Figure 5: OFDMA basic operation [10]

Single Carrier Frequency Division Multiple Access (SC-FDMA): SC-FDMA can be regarded as DFT-spread orthogonal frequency division multiple access (OFDMA), where time domain data symbols are transformed to frequency domain by DFT before going through OFDMA modulation as illustrated in figure 6 .The orthogonality of the users stems from the fact that each user occupies different subcarriers in the frequency domain, similar to the case of OFDMA. The only different between the OFDMA and the SCFDMA is introducing an additional DFT module at the transmitter and IDFT and the receiver side. The equalization is performed in frequency domain in both cases. The OFDMA perform e the modulation and demodulation operation in the frqency domain as well while the SC-FDMA performs these operations in the time domain.

SC-FDMA effectively spreads each modulated symbol across the entire channel bandwidth so it's less sensitive to frequency-selective fading than OFDMA, in which the modulated symbols is transmitted in narrow bands (subcarriers bandwidth).
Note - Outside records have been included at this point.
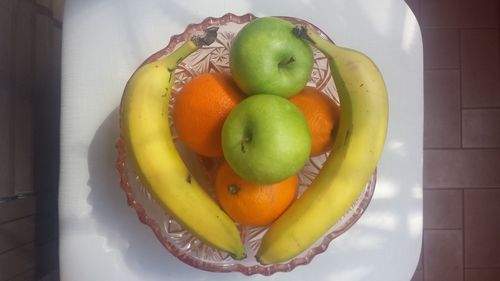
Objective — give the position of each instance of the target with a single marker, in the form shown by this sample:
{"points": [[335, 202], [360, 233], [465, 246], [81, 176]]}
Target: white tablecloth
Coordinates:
{"points": [[105, 40]]}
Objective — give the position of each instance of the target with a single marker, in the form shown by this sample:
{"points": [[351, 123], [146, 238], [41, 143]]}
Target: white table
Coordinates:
{"points": [[105, 40]]}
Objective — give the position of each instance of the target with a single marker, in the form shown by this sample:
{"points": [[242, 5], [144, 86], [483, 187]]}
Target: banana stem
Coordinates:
{"points": [[208, 36]]}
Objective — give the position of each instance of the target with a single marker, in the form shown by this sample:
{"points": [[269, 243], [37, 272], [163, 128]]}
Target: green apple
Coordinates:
{"points": [[266, 139], [267, 58]]}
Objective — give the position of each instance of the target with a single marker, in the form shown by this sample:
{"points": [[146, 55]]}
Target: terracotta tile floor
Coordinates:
{"points": [[461, 240], [461, 140]]}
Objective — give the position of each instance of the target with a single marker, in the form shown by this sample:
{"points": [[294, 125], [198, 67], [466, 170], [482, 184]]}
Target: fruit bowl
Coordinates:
{"points": [[180, 242]]}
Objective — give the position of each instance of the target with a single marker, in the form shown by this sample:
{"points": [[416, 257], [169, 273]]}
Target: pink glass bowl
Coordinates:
{"points": [[177, 240]]}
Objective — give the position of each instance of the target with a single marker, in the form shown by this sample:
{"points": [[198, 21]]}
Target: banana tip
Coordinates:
{"points": [[238, 256]]}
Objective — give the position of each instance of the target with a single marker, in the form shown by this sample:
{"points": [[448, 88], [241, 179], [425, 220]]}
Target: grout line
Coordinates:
{"points": [[463, 234], [460, 27], [444, 188], [17, 219], [445, 228], [17, 197], [462, 148], [17, 247], [482, 268], [464, 188], [441, 68], [481, 108], [460, 95], [12, 93]]}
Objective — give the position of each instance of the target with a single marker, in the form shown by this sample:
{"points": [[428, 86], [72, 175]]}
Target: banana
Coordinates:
{"points": [[356, 150], [145, 127]]}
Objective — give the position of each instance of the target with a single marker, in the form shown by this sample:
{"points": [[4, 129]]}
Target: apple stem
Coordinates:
{"points": [[207, 38], [285, 63], [301, 32]]}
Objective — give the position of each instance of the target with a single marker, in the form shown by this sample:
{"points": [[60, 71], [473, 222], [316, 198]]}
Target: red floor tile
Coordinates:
{"points": [[443, 209], [482, 274], [482, 228], [480, 127], [455, 168], [441, 48], [459, 13], [480, 68], [442, 108], [443, 255]]}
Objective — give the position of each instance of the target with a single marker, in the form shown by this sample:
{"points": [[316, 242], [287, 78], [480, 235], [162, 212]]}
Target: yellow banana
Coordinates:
{"points": [[356, 150], [146, 131]]}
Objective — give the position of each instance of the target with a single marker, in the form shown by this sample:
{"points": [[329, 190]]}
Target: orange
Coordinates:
{"points": [[200, 109], [322, 115], [253, 204]]}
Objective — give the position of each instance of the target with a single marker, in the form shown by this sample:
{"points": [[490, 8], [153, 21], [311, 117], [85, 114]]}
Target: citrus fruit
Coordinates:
{"points": [[200, 109], [253, 204], [322, 115]]}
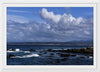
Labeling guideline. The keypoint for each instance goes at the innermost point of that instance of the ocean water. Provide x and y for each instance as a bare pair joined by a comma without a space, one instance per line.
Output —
23,56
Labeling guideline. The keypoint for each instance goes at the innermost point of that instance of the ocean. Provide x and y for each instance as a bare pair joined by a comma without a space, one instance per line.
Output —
38,55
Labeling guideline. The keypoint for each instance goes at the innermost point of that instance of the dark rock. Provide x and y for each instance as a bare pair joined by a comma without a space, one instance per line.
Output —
73,55
64,59
32,50
64,55
51,53
11,55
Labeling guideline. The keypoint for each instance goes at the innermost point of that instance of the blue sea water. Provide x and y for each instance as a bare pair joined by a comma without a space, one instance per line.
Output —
42,57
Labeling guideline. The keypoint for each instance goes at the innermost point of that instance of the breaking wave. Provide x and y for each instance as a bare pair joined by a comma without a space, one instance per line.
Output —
27,56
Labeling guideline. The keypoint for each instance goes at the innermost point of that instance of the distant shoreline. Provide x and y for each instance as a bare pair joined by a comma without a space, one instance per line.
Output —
53,43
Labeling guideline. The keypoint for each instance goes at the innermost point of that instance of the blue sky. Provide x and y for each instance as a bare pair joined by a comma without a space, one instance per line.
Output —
49,24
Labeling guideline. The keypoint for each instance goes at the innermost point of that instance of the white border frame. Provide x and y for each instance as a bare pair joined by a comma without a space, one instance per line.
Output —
45,68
But the use of narrow bands add advantages to OFDMA over SC-FDMA by allowing possible adaptation of the symbol modulation and power per individual subcarriers, that why OFDMA is able to achieve better capacity limit for a given channel than SC-FDMA [6,8].The most important advantage and difference between the OFDMA and the SC-FDMA is the low peak to average power ratio of the SC-FDMA. The SC-FDMA emulates the single carrier transmission while the OFDMA transmits a multicarrier signal, more details about low PAPR characteristics of SC-FDMA will be introduce in upcoming section [6].
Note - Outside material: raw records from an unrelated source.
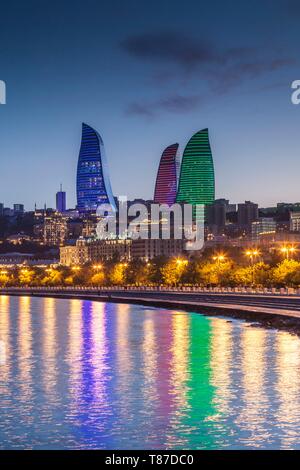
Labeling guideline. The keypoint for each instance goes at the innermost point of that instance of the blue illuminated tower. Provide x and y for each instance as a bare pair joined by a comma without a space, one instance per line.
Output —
93,184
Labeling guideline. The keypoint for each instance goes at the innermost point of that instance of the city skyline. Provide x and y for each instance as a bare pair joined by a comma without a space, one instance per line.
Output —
150,75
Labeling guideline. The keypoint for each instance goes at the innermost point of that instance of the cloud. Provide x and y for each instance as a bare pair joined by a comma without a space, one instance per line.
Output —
181,59
191,57
169,46
172,103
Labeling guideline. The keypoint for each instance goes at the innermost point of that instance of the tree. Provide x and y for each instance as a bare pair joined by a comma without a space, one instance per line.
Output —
286,272
118,274
214,273
173,271
98,279
26,277
53,277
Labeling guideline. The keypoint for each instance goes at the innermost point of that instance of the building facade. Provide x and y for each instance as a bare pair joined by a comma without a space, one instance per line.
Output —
93,184
197,178
92,251
61,201
166,180
247,213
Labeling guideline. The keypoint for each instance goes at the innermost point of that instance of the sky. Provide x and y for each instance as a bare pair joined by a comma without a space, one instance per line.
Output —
146,75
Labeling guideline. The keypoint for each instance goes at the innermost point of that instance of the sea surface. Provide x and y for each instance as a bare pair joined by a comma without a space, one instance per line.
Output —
88,375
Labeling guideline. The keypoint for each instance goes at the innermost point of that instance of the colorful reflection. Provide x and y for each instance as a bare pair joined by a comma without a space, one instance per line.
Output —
89,375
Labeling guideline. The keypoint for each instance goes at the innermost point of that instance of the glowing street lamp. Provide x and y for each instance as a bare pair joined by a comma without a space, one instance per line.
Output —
181,262
75,268
97,267
219,258
252,255
287,250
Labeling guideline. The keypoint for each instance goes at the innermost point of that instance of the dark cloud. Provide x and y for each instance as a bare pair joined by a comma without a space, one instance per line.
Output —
173,103
169,46
192,56
178,58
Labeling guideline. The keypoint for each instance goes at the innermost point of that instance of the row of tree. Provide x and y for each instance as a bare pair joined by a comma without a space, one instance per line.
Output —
172,272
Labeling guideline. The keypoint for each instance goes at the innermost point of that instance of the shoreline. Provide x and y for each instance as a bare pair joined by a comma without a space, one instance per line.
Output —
287,321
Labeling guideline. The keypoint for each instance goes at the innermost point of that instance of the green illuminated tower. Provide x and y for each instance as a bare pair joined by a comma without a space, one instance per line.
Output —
197,177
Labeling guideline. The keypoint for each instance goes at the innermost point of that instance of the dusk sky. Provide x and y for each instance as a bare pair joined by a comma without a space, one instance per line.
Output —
146,75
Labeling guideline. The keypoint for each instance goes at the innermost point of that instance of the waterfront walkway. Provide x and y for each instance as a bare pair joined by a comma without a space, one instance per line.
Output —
283,302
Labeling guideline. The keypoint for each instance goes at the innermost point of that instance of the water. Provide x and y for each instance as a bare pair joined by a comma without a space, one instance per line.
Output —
78,374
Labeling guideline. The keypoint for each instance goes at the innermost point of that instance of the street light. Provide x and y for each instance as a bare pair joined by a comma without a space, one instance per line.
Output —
97,267
181,262
252,254
287,250
219,258
76,268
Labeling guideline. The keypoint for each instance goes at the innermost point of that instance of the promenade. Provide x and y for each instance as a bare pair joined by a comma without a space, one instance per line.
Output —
263,305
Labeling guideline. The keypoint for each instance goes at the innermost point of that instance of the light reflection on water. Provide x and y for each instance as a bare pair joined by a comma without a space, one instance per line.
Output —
79,374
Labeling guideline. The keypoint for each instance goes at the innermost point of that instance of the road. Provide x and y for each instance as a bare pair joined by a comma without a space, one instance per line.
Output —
260,303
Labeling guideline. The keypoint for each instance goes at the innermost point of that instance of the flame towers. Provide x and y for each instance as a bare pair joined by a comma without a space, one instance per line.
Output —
93,184
197,180
166,181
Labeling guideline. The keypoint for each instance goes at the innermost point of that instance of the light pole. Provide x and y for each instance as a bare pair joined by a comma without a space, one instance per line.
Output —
252,254
287,250
219,258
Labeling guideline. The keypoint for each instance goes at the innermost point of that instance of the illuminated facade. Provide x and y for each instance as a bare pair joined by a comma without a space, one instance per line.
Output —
93,184
197,179
166,181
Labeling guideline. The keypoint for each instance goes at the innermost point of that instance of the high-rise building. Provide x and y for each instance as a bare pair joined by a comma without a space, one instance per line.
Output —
166,180
295,221
247,213
93,184
197,179
18,209
61,204
262,228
Figure 6: OFDMA and SC-FDMA transceiver comparison [1]

## Subcarrier Mapping:

In the case of the multiuser transmission, the sub-carriers assignment among different users can be performed using two main techniques as follow [7]:

1- Consecutive (or localized) frequency mapping

2- Distributed frequency mapping

Localized subcarriers mapping scheme: as shown in figure 6, the localized frequencies mapping means that number sub-carriers are allocate in one contiguous block to each specific user. The major drawback of this method is that it is sensitive to frequency selective fading [7].

Distributed/interleaved frequency mapping scheme: in this schemes the allocate subcarriers to each specific user are distributed across the whole OFDM bandwidth as shown in figure 6 using. In some literature, the term interleaved used to describe distributing the subcarriers among the whole bandwidth which distributed mapping refer to partial distribution (not the whole bandwidth is cover). This scheme exploits the channel's frequency diversity but in other hand it needs robust frequency synchronization [7]. The good frequency diversity property of the distributed scheme will lead to better BER performances but in other the complexity of channel estimation and equalization process is increased. In contrast localized mapping scheme does not have good frequency diversity as the distributed mapping scheme but the channel estimation and equalization processes are less complex. One way to exploit the benefits of the two schemes is to introduce a mid way scheme which called Block-wise consecutive frequency mapping, in which multiple blocks with equidistant frequency spacing are allocated to users, where each block consists of few number of consecutive subcarriers.

Figure 7: Basic subcarriers mapping schemes [1]

Beside the above mentioned categorization of the subcarriers mapping schemes, another description can carry out from the resource allocation point of view namely static and channel dependent scheduling (CDS). In CDS scheme the assign subcarrier to each user terminal depends on its channel frequency response (channel condition).